Belgium cannot go through another extended period without a federal government, as such a situation would be unsustainable for the country, two senior politicians charged with overseeing the creation of a new government said on Thursday.
Didier Reynders and Johan Vande Lanotte, appointed royal informants last week, made the announcement during a press conference after a meeting with Belgium’s King Philippe.
“We think that it is no longer possible that a scenario like the one in 2010-2011 reproduces itself again today,” Didier Reynders said, referring to the period in which entrenched negotiations left Belgium without a government for 589 days — one of the longest periods a developed country has ever been without a ruling cabinet.

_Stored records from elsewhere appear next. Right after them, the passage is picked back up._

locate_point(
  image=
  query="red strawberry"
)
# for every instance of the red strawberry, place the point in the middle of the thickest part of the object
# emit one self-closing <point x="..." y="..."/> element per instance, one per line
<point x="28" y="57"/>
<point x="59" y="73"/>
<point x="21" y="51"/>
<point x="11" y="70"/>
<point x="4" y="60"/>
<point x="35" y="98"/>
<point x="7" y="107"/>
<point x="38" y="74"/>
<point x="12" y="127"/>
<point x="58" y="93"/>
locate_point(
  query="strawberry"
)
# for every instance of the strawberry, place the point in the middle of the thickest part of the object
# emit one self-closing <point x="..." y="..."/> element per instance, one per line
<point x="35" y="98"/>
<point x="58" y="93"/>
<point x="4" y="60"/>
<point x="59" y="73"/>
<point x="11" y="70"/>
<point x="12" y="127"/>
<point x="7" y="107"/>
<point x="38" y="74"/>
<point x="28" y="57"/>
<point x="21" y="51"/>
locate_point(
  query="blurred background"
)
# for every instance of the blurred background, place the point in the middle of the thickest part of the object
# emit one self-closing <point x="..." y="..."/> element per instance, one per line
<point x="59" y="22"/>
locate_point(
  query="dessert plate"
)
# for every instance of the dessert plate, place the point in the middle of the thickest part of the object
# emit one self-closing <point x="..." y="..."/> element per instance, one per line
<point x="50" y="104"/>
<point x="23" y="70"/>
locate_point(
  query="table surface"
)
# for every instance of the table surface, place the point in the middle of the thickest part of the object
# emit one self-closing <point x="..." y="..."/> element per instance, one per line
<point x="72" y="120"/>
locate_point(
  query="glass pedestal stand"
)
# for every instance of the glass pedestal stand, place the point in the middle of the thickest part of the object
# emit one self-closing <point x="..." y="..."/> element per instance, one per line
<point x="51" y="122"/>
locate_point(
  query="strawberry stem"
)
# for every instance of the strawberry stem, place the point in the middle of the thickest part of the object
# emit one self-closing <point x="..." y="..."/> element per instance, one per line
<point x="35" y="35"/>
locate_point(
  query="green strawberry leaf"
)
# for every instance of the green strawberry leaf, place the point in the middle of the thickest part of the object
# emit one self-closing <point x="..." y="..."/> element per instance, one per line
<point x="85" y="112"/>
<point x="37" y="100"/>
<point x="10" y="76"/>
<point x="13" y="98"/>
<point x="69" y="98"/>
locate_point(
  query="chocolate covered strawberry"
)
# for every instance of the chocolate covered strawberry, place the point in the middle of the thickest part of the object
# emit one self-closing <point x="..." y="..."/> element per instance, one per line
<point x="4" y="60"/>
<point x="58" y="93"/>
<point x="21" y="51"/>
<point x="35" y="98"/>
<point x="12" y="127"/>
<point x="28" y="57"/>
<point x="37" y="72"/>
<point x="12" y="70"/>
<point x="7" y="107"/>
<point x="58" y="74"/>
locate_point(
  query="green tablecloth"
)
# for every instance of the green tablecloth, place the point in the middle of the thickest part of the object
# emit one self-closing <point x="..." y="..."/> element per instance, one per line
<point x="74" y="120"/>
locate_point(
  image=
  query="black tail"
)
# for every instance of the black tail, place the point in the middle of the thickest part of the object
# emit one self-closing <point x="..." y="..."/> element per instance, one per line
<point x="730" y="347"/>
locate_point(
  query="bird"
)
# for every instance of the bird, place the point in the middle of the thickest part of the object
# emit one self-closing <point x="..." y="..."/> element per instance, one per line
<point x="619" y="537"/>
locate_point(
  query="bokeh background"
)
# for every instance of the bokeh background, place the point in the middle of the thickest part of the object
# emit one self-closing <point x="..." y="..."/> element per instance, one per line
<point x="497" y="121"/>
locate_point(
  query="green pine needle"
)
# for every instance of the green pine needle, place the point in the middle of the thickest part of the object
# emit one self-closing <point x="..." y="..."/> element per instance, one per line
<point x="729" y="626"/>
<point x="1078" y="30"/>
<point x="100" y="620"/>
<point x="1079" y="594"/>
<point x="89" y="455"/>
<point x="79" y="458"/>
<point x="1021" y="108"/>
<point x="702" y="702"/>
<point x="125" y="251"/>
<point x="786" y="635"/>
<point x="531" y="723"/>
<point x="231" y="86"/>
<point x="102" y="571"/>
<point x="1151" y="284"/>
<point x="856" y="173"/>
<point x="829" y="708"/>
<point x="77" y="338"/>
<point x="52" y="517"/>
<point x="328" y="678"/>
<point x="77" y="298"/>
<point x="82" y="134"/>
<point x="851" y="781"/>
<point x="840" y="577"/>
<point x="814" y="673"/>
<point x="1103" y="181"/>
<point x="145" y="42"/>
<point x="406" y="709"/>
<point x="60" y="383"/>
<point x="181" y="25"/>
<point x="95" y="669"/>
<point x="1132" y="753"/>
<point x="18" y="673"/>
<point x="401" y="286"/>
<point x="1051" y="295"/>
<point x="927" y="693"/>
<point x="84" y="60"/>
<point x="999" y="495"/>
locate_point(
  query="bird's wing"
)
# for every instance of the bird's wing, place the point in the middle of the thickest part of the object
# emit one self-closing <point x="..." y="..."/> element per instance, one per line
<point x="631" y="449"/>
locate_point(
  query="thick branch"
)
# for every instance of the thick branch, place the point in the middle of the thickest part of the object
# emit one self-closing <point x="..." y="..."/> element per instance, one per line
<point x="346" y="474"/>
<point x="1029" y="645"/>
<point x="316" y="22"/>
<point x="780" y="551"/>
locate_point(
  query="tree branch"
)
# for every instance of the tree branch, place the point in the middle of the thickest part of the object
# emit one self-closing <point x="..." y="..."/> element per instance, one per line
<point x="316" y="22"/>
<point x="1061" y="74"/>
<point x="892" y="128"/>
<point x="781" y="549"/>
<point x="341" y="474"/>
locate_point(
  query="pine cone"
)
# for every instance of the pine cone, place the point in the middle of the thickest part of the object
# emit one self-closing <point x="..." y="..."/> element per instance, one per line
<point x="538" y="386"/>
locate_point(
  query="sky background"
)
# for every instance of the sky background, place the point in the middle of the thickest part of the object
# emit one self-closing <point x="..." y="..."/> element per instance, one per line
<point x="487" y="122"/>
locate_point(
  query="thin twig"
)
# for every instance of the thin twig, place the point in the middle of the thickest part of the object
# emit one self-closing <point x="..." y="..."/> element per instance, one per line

“It is important that we hold discussions to form a government quickly,” Reynders, outgoing minister of foreign affairs, said, citing a “degrading economic situation” threatened by “international risks — like Brexit.”
Vande Lanotte and Reynders said they had met with all the leaders of political parties that are currently “capable of playing a role in the new federal government.”
The politicians have not so far met with representatives of the Vlaams Belang (VB), according to RTBF, even though the far-right party made huge gains in last month’s federal elections.
The royal informants, who have also met with representatives of the Belgian Bank, business leaders and several of the federal public agencies, will continue their mission until June 17, when they are expected to meet King Philippe again.